NOCH FEHLT ES AN NACHAHMERN_ Betriebe, die Beschäftigte nicht gewerbsmäßig untereinander entleihen und ausleihen, machen sich den §?1, Absatz 3 des Arbeitnehmer-überlassungsgesetzes (AÜG) zunutze. Ist die Arbeit-neh-mer--überlassung normalerweise genehmigungspflichtig, so gilt das Gesetz nicht bei der "Arbeitnehmerüberlassung zwischen Arbeitgebern desselben Wirtschaftszweiges zur Vermeidung von Kurzarbeit oder Entlassungen, wenn ein für den Entleiher und Verleiher geltender Tarifvertrag dies vorsieht".

Mittlerweile beteiligen sich 22 Unternehmen an der Braunschweiger Initiative. Zehn davon sind nicht im Arbeitgeberverband der Metallindustrie organisiert - das sieht die IG Metall in Niedersachsen zwar nicht so gern, aber sie ist trotzdem "stolz auf diesen Tarifvertrag", wie Uwe Stoffregen, der Presse-sprecher, versichert. Die kollegiale Arbeitnehmer-überlassung trägt zur Stabilisierung der Betriebe und Beschäftigungsverhältnisse bei. Erst kürzlich gelang es bis zu zwölf von Arbeitslosigkeit bedrohte Mitarbeiter im Verbund zu halten.

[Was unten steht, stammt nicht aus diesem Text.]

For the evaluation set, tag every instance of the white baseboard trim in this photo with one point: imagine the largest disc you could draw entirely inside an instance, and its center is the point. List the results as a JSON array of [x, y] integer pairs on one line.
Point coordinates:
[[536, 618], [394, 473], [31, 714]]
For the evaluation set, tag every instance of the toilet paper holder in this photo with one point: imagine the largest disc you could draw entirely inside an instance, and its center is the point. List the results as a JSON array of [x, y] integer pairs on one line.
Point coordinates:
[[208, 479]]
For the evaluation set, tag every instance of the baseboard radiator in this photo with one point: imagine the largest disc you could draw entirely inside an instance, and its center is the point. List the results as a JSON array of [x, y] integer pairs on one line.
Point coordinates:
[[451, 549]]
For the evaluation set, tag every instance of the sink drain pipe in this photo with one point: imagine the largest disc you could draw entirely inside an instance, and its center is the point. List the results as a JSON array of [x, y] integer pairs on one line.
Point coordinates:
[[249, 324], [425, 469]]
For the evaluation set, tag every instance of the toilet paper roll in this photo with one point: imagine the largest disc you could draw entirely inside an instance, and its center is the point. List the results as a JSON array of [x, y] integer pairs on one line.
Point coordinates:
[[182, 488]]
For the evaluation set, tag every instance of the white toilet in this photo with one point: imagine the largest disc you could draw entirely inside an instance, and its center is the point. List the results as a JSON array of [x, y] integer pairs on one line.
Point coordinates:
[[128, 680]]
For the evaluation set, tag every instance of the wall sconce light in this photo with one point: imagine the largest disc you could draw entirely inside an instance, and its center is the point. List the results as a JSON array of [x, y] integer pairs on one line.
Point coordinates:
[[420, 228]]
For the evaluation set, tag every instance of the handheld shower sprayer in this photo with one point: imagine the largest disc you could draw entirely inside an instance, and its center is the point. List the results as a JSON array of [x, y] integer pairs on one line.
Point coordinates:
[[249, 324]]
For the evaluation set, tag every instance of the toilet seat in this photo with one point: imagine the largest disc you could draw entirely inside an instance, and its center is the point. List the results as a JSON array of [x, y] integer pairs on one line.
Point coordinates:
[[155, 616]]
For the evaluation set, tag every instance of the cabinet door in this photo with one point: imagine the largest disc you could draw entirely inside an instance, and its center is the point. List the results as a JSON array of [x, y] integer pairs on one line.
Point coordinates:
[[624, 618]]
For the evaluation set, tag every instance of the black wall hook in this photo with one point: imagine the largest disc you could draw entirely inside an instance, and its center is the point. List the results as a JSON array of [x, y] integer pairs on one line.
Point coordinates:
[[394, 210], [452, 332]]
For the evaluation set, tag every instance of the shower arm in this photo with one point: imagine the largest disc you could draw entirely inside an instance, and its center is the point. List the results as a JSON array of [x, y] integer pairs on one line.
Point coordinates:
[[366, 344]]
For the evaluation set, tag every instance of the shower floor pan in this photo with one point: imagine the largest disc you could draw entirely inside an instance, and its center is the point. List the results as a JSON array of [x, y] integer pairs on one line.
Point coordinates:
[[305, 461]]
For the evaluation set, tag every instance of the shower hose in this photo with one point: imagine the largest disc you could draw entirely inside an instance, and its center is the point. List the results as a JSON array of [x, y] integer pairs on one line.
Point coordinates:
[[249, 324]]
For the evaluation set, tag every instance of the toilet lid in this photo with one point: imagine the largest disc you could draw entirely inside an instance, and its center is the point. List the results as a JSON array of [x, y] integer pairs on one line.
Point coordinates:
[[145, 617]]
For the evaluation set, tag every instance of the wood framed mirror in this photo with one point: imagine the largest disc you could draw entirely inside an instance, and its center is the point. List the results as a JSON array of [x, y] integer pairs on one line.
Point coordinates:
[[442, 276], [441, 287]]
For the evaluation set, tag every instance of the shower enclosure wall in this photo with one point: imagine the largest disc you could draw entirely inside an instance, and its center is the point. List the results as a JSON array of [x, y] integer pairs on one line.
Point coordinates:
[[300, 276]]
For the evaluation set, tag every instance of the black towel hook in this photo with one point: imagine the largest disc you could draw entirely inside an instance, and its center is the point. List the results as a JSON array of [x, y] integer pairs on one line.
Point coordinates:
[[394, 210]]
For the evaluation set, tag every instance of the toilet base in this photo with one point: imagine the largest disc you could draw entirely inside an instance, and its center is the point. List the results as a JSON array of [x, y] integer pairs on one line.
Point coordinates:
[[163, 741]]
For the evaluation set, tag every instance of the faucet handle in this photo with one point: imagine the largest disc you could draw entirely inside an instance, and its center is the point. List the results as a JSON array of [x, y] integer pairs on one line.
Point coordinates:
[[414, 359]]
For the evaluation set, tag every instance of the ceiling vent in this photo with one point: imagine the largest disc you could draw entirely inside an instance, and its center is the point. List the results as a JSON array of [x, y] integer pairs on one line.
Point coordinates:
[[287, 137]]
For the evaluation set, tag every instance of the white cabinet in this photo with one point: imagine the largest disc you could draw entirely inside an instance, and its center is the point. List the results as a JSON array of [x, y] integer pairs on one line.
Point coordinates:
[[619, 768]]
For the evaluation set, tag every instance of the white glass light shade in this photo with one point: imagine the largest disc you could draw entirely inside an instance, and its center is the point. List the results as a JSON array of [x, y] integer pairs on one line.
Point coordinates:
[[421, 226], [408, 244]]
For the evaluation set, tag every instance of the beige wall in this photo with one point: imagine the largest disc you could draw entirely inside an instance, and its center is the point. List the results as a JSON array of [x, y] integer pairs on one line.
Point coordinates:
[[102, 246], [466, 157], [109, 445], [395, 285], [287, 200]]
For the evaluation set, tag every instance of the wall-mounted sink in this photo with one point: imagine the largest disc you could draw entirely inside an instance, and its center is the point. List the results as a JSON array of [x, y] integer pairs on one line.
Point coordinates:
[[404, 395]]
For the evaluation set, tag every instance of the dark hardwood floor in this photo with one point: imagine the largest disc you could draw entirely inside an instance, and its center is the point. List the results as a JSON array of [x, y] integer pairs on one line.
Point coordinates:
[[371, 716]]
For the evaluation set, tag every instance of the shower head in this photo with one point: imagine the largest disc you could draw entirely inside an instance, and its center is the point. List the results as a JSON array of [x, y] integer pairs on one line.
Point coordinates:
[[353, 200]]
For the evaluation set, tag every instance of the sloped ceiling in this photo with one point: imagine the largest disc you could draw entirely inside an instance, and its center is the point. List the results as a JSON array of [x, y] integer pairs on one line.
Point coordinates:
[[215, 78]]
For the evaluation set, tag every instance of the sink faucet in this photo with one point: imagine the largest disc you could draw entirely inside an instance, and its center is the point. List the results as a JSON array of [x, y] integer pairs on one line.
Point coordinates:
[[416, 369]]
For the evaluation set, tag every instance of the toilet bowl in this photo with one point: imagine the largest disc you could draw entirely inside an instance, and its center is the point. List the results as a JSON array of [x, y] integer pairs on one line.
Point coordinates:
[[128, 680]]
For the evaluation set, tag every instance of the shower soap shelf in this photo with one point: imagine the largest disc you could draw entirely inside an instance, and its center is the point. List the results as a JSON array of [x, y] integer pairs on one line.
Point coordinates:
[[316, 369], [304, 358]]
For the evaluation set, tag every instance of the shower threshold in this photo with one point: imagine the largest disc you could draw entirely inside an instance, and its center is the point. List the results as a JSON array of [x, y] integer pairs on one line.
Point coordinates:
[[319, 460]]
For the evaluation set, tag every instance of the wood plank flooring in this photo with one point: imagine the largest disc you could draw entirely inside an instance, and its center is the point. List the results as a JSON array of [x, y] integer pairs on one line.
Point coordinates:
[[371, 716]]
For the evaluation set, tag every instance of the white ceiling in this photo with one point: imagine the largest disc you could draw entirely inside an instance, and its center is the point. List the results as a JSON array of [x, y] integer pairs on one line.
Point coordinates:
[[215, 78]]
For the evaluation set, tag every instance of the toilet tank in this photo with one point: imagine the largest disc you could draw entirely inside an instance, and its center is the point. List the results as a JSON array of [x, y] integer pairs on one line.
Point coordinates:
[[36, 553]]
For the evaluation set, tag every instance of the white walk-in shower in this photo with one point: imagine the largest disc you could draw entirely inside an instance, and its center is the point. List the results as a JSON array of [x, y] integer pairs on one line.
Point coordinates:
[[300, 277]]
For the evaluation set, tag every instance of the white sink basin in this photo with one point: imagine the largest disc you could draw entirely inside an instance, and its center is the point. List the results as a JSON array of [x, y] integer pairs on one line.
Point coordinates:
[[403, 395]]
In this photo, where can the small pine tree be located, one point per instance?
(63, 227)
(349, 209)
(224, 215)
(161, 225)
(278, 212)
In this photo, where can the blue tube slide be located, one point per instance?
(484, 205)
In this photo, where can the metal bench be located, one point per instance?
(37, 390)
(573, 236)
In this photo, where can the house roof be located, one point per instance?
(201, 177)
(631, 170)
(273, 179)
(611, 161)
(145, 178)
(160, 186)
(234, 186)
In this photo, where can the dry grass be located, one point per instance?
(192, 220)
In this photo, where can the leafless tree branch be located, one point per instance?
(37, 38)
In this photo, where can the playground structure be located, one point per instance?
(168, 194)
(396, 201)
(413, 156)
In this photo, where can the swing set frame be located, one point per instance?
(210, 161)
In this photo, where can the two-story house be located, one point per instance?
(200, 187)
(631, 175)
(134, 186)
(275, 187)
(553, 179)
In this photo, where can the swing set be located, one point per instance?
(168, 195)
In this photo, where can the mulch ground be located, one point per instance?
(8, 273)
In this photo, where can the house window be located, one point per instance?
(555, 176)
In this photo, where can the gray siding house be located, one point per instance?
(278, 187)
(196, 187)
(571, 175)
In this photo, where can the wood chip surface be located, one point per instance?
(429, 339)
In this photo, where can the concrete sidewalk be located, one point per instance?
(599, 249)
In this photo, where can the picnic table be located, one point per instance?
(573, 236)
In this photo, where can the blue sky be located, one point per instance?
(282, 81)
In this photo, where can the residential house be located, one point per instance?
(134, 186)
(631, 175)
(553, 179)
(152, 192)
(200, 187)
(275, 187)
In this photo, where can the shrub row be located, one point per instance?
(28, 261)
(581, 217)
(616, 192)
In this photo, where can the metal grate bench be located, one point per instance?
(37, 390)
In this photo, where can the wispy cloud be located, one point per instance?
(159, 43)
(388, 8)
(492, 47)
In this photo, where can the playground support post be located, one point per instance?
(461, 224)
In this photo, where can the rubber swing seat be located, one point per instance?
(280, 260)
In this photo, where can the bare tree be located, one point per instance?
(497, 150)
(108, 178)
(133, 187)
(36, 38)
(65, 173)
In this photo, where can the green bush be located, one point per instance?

Doch es gibt ein Problem: Obwohl die Gewerkschaft immer wieder mit dem Beispiel wirbt, konnte bisher kaum irgendwo anders ein ähnlicher Vertrag abgeschlossen werden. Es scheitere an den Arbeitgebern, sagt Stoffregen. "Die wollen sich nicht in die Karten gucken lassen, oder der Aufwand ist ihnen zu groß", glaubt er. Dazu kommen strukturelle Risiken: Wenn die Konjunktur anzieht, brauchen meist alle Firmen Arbeitskräfte, und wenn sie schwächelt, gibt es im Verbund tendenziell viele.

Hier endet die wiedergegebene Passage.